Wresling interested me because as televised, it takes on many of the dimensions
of soap opera. Of course, the fans recognize its fake. As Roland Barthes
 suggests in his essay on wresling in MYTHOLOGIES, fans experience wresling as a
 staged event which has tragic undercurrents. But then, like all staged events,
 knowing it is fake does not prevent us from shedding real tears. In the case of
WWF wresling, the series constructs protagonists and antagonists who are
 enacting central cultural conflicts in terms which would be immediately
to viewers of 19th century melodrama. Key themes might be the betrayal of
friendship for example, when Sid Justice turns his back on his tag team partner
Hulk Hogan in the middle of a match as part of the "buildup" for his subsequent
shift from good guy to bad guy. These narratives do have tremendous emotional
force which is clear when you watch the events in live arenas, as I have done
many times now. Men do turn red in the face shouting their rage at the class
injustices perpetuated by the Million Dollar Man and do cry, publically, at
the pathos of some of the events.

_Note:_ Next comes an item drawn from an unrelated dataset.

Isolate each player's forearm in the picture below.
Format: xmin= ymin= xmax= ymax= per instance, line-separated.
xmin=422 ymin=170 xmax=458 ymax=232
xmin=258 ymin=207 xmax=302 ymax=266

Yes, camp is one reading strategy men adopt
to distance themselves from these events, which I suspect is what you mean when
you say wrestling is a "hoot" but that distance may be part of what allows the
emotions to be regulated and limited by the event. Camp, however, is simply
 oneway people read the event, even if they do recognize it as faked. Wresling
can thus be seen as a prime example of the affective dimensions of sport.
  Now,as for the link between affect and violence, it seems pretty clear that
affect will find a release in some way and that for many men in our culture,
it is expressed most readily through rage. I never saw my father cry, at least
not until last week when we attended my grandfather's funneral, but I saw him
respond to emotionally stressful events by jumping up and down in a blind rage.
He never was violent to my mother or I but he did find childish displays of
rage the most appropriate response to a range of emotional experiences. My
point was, then, that it is not surprising that domestic violence increases
during periods of increased affect. Elias argues that the hooliganism at
European sporting events is the product of affect that is evoked and imperfectly
 contained by the structure of the match. What is key, however, is that sports
does not create the affect (which has to do with the stress of living in the
modern world) nor does it turn that affect into violence; sports simply becomes
the site for that expression of affect and may, if we buy Elias's arguments, be
a means for the social control of affect which might otherwise turn into
violence if denied alternative expression. When sports works right, it contains
and regulates the affect which it generates, allowing a safe release of
 otherwise socially destructive affect.
  I have probably told you more than is warrent by your question, but I think
Elias's work provides a saner way of talking about this issue than the
 name-calling and fan-bashing which came before.